Here, Damien tells us about his studies and the work he will be doing whilst he is with us.
I’m Damien High and I’m a part-time MSc Data Science student at the University of Salford and a full-time data analyst for a global technical professional services company.
From GIS to Data Science to NBN
Back in 2017 I was a full-time GIS Analyst looking for a challenge and a way to add further strings to my bow. I knew I enjoyed analysis, problem solving and writing code so Data Science felt like a really good fit for me. I joined Dr. Mo Saraee’s Masters programme at the University of Salford shortly after and have really enjoyed the course material.
Shortly after beginning my Data Science journey I also moved job role and joined a team specialising in data, analytics and development. This was great as it allowed me to almost immediately put into practice things I was learning on the course. I’ve been handling and analysing hundreds of millions of mobile phone GPS points, developing vehicle routing algorithms, automating linear pipeline alignments and associated costings all of which required skills learnt on the course.

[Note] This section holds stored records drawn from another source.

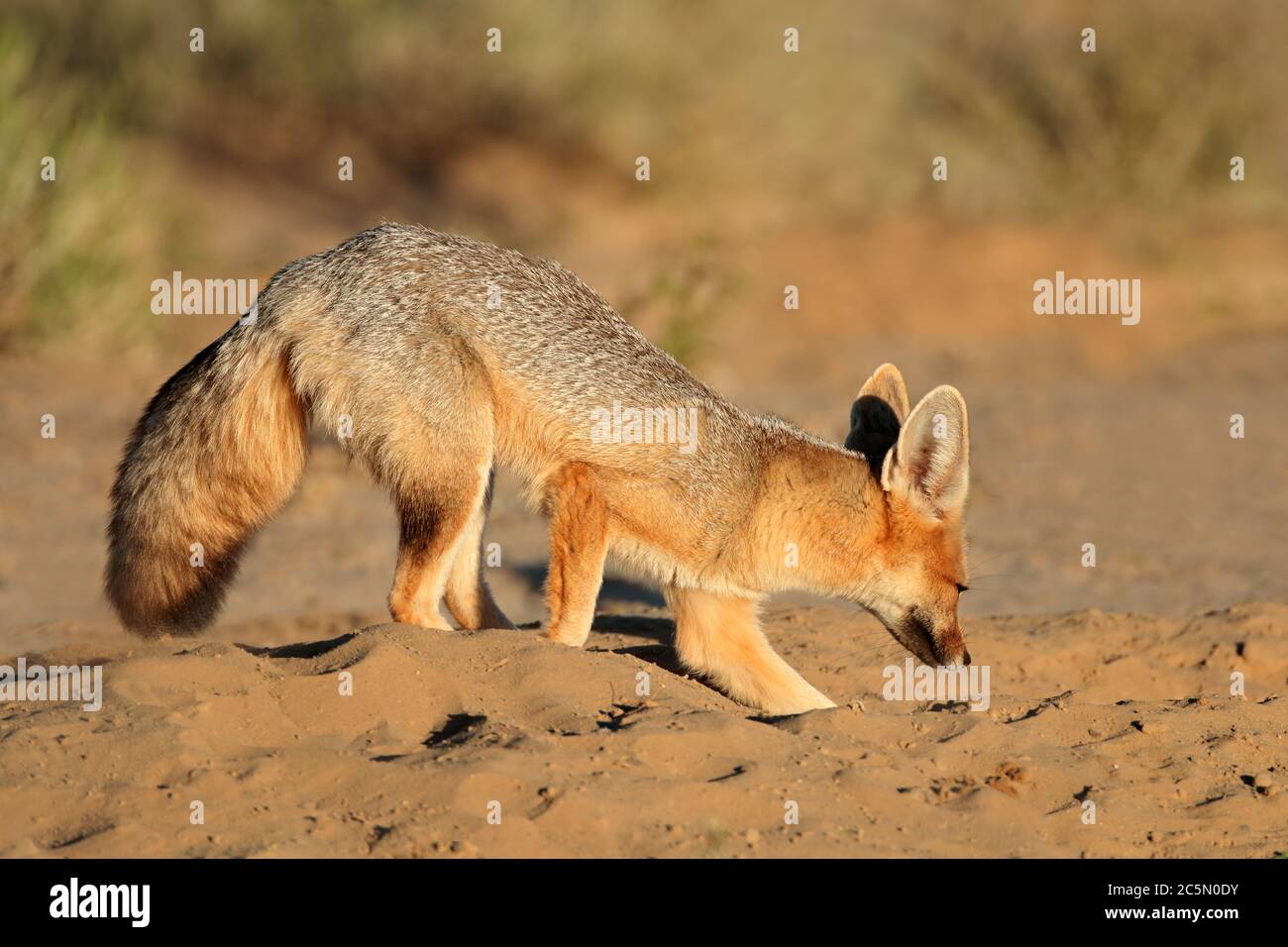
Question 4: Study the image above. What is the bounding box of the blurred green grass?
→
[0,0,1288,348]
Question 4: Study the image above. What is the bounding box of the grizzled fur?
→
[106,224,969,712]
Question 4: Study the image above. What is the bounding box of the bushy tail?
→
[106,325,308,638]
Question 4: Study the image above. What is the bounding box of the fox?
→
[104,223,971,715]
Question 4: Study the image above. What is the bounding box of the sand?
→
[0,604,1288,857]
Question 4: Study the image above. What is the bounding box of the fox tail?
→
[106,316,308,638]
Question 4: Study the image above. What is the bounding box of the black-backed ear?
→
[881,385,970,518]
[845,362,909,479]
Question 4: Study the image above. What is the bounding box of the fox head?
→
[845,365,970,665]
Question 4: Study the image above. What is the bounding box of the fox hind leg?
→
[445,474,514,629]
[546,464,608,648]
[666,586,836,715]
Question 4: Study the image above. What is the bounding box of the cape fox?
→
[106,223,970,714]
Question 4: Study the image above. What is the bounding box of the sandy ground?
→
[0,604,1288,857]
[0,148,1288,857]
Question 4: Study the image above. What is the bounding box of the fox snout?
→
[931,621,970,666]
[892,612,970,666]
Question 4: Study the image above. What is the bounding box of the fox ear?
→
[881,385,970,518]
[845,362,909,478]
[850,362,909,428]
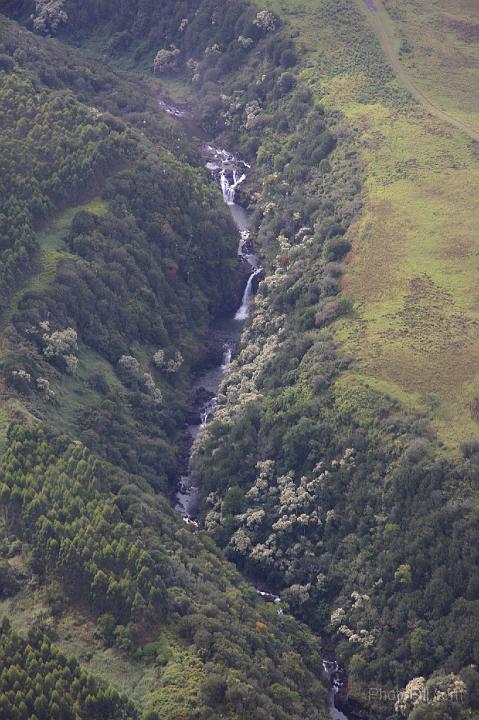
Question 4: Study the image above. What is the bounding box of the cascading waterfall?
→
[235,268,263,320]
[167,121,348,720]
[174,143,262,524]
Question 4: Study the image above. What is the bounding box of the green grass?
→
[381,0,479,130]
[261,0,479,447]
[2,197,108,325]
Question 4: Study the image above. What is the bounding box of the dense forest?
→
[0,0,479,720]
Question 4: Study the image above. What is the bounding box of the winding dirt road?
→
[364,0,479,142]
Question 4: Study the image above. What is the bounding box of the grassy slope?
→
[380,0,479,135]
[263,0,479,446]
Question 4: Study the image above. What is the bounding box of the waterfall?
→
[235,268,262,320]
[221,343,233,370]
[220,168,246,205]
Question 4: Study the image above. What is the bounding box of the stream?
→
[159,99,348,720]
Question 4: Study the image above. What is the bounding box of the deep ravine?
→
[166,100,348,720]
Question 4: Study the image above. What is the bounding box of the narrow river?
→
[160,101,348,720]
[175,145,262,524]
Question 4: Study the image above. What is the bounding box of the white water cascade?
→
[235,268,263,320]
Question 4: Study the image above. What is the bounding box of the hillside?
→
[0,0,479,720]
[0,9,327,720]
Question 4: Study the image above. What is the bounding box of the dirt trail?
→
[364,0,479,142]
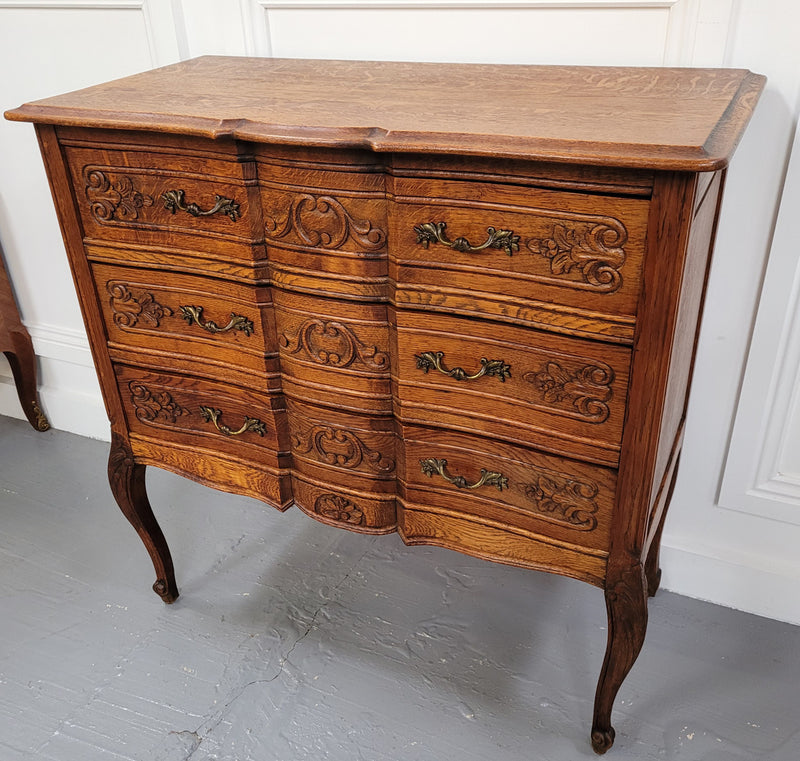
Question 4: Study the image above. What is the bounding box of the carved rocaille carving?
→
[314,494,364,526]
[522,473,598,531]
[106,280,172,328]
[84,167,153,222]
[525,217,628,293]
[128,381,189,423]
[522,361,614,423]
[292,425,395,473]
[264,193,386,251]
[278,318,389,370]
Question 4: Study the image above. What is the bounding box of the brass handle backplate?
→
[414,351,511,383]
[180,306,253,336]
[419,457,508,491]
[200,407,266,436]
[161,190,240,222]
[414,222,519,256]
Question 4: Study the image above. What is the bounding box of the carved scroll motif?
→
[522,362,614,423]
[523,473,598,531]
[278,318,389,370]
[84,167,153,224]
[264,193,386,252]
[128,381,189,423]
[106,280,172,328]
[292,425,395,473]
[525,217,628,293]
[314,494,364,526]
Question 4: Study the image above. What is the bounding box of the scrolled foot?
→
[31,402,50,431]
[592,727,616,756]
[153,579,179,605]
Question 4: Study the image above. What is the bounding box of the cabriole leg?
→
[4,342,50,431]
[592,563,647,753]
[644,455,681,597]
[108,433,178,603]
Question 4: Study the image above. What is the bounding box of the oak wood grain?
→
[6,56,765,171]
[7,57,764,752]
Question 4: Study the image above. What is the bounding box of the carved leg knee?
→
[108,433,178,603]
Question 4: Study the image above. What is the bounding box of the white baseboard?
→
[661,543,800,625]
[0,325,110,441]
[6,326,800,624]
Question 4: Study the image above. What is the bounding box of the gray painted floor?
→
[0,418,800,761]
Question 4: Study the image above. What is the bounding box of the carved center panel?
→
[264,193,386,252]
[278,317,389,370]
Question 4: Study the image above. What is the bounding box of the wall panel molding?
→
[719,123,800,525]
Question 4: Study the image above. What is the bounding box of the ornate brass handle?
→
[414,351,511,383]
[161,190,240,222]
[419,457,508,491]
[179,306,253,336]
[200,407,266,436]
[414,222,519,256]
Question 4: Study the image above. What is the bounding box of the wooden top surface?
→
[6,56,766,171]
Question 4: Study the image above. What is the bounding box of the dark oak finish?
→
[7,57,764,753]
[0,248,50,431]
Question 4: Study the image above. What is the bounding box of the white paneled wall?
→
[0,0,800,623]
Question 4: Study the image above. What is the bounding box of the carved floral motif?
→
[128,381,189,423]
[292,425,395,473]
[264,193,386,251]
[314,494,364,526]
[106,280,172,328]
[522,361,614,423]
[278,318,389,370]
[526,217,628,293]
[523,473,598,531]
[84,167,153,223]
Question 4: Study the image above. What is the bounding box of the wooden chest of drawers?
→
[7,58,764,752]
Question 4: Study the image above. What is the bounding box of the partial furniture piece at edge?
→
[6,57,764,753]
[0,246,50,431]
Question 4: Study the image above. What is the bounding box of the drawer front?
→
[92,262,277,379]
[395,310,630,465]
[390,178,648,340]
[273,289,392,414]
[287,400,398,533]
[256,146,388,300]
[114,365,288,467]
[400,426,616,554]
[65,144,263,258]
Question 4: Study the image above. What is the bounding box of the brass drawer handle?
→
[419,457,508,491]
[200,407,266,436]
[179,306,253,336]
[414,222,519,256]
[161,190,240,222]
[414,351,511,383]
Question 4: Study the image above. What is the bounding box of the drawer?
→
[394,310,630,465]
[399,426,617,557]
[287,400,398,533]
[92,262,278,383]
[389,178,649,341]
[64,141,263,254]
[114,364,288,468]
[272,289,392,414]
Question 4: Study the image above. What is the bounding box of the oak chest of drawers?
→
[7,58,764,752]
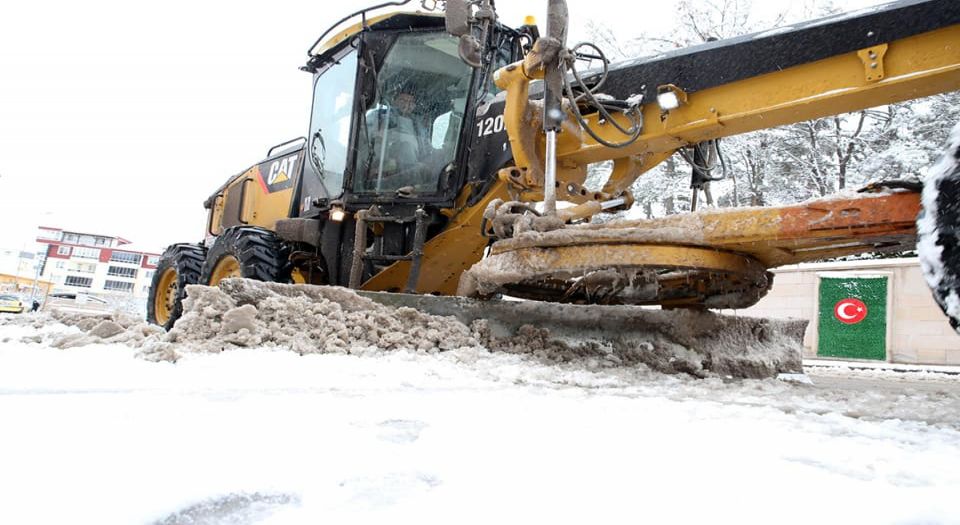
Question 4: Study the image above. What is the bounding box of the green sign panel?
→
[817,277,887,360]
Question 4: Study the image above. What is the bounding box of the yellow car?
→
[0,295,23,314]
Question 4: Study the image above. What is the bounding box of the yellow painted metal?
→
[491,244,760,276]
[361,181,508,295]
[210,166,293,235]
[857,44,890,82]
[290,268,307,284]
[153,268,179,325]
[313,11,443,55]
[207,255,243,286]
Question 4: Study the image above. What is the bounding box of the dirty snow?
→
[0,304,960,525]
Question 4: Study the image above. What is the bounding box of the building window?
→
[73,246,100,259]
[110,252,140,264]
[69,263,97,273]
[63,275,93,288]
[107,266,137,279]
[103,280,133,292]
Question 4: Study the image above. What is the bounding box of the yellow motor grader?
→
[148,0,960,374]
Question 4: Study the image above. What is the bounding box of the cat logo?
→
[258,153,300,193]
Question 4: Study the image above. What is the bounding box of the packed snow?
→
[0,304,960,524]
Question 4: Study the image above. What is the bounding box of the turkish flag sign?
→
[833,297,867,324]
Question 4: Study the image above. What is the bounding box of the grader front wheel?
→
[147,244,205,330]
[200,226,291,286]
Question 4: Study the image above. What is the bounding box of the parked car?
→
[0,294,24,314]
[42,292,110,314]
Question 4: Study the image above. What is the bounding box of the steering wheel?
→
[308,129,327,177]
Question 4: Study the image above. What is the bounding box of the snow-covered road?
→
[0,326,960,524]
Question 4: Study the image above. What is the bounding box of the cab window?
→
[307,50,357,198]
[353,32,473,194]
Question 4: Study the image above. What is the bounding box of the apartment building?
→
[37,226,160,298]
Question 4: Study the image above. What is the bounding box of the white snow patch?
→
[0,320,960,525]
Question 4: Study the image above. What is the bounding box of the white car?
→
[43,292,110,314]
[0,294,24,314]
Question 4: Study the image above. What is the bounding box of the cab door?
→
[295,45,357,217]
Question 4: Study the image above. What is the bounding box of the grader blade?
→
[358,292,807,378]
[458,192,920,308]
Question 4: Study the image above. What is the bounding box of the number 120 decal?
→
[477,115,503,137]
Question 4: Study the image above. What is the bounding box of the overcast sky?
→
[0,0,878,251]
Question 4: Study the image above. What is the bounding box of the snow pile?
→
[165,280,479,355]
[917,124,960,332]
[0,336,960,525]
[3,279,805,378]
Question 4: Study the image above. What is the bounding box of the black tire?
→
[200,226,291,286]
[147,244,206,330]
[917,125,960,333]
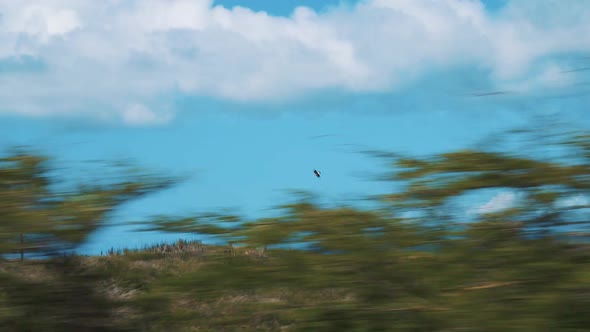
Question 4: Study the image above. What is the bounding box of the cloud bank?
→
[0,0,590,124]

The final assessment for MSc Data Science at Salford involves a live industry project which brings me to the NBN Trust with the task of better automating the detection of wildlife records that may have dubious or incorrect location information. Given my background in spatial data I felt this project would allow me to exercise elements of GIS and combine them with big data and other data science techniques.
Rough Project Proposal
At this early stage, I see two main strands of work that may yield useful results when attempting to detect incorrectly located wildlife records:
- Spatial Analysis
Application of spatial analysis techniques to determine whether location is correct by answering basic questions such as:
- Do terrestrial wildlife records occur on land?
- Do marine wildlife records not occur on land? and,
- Do freshwater wildlife records appear on or near water?
Answers to the above questions should give a good initial indication of incorrectly located records. Building on this, further spatial analysis such as hotspot or spatial cluster analysis could also be used at a species level to identify records that do not occur in a particular species’ spatial range.
- Machine Learning
Classification techniques could be applied to records at a species level including engineered attributes relating to habitat extracted from open source spatial data. Theoretically, a model could be trained to understand the specific habitats of given species. This element is highly dependent on the availability of detailed habitat data.
The intention is that functions will be developed for the above to allow the models to be integrated into existing data management processes. I’m really looking forward to seeing where I can take the project and to feeding back my findings to the Network.